PURPOSE/ OBJECTIVE: Hypofractionated radiotherapy (HRT) regimens for prostate cancer are emerging, but tolerance doses for late adverse events are scarce. The purpose of this study is to define dose-volume predictors for late gastrointestinal and genitourinary (GI and GU) toxicities after HRT in the multi-center NRG Oncology/RTOG 0415 low-risk prostate cancer trial (N = 521). MATERIAL/ METHODS: Treatment in the studied HRT arm was delivered as 70 Gy at 2.5 Gy/fraction with 3D-CRT/IMRT (N = 108/413). At a median follow-up of 5.9 years, the crude late ≥Grade 2 GI and GU toxicities were 19% and 29%, respectively.
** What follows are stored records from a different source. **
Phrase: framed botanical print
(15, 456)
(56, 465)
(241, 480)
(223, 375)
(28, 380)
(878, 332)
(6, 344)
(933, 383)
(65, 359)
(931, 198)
For modeling, the complete HRT cohort was randomly split into training and validation (70% and 30%; preserved toxicity rates). Within training, dose-response modeling was based on dose-volume cut-points (EQD2Gy; bladder/rectum: α/β = 6 Gy/3Gy), age, acute ≥Grade 2 toxicity, and treatment technique using univariate and multivariate logistic regression on bootstrapping (UVA and MVA). Candidate predictors were determined at p ≤ 0.05, and the selected MVA models were explored on validation where model generalizability was judged if the area under the receiver-operating curve in validation (AUCvalidation) was within AUCtraining ± SD with p ≤ 0.05, and with an Hosmer-Lemeshow p-value (pHL) > 0.05. RESULTS: Three candidate predictors were suggested for late GI toxicity: the minimum dose to the hottest 5% rectal volume (D5%[Gy]), the absolute rectal volume <35 Gy, and acute GI toxicity (AUC = 0.59-0.63; p = 0.02-0.04). The two generalizable MVA models, i.e., D5%[Gy] with or without acute GI toxicity (AUCvalidation = 0.64, 0.65; p = 0.01, 0.03; pHL = 0.45-0.56), suggest that reducing late GI toxicity from 20% to 10% would require reducing D5%[Gy] from ≤65 Gy to ≤62 Gy (logistic function argument: 17+(0.24D5%[Gy])). Acute GU toxicity showed only a trend to predict late GU toxicity (AUCtraining = 0.57; p = 0.07). CONCLUSION:Late GI toxicity, following moderate HRT for low-risk prostate cancer, increases with higher doses to small rectal volumes. This work provides quantitative evidence that limiting small rectal dose 'hotspots' in clinical practice of such HRT regimens is likely to further reduce the associated rates of GI toxicity.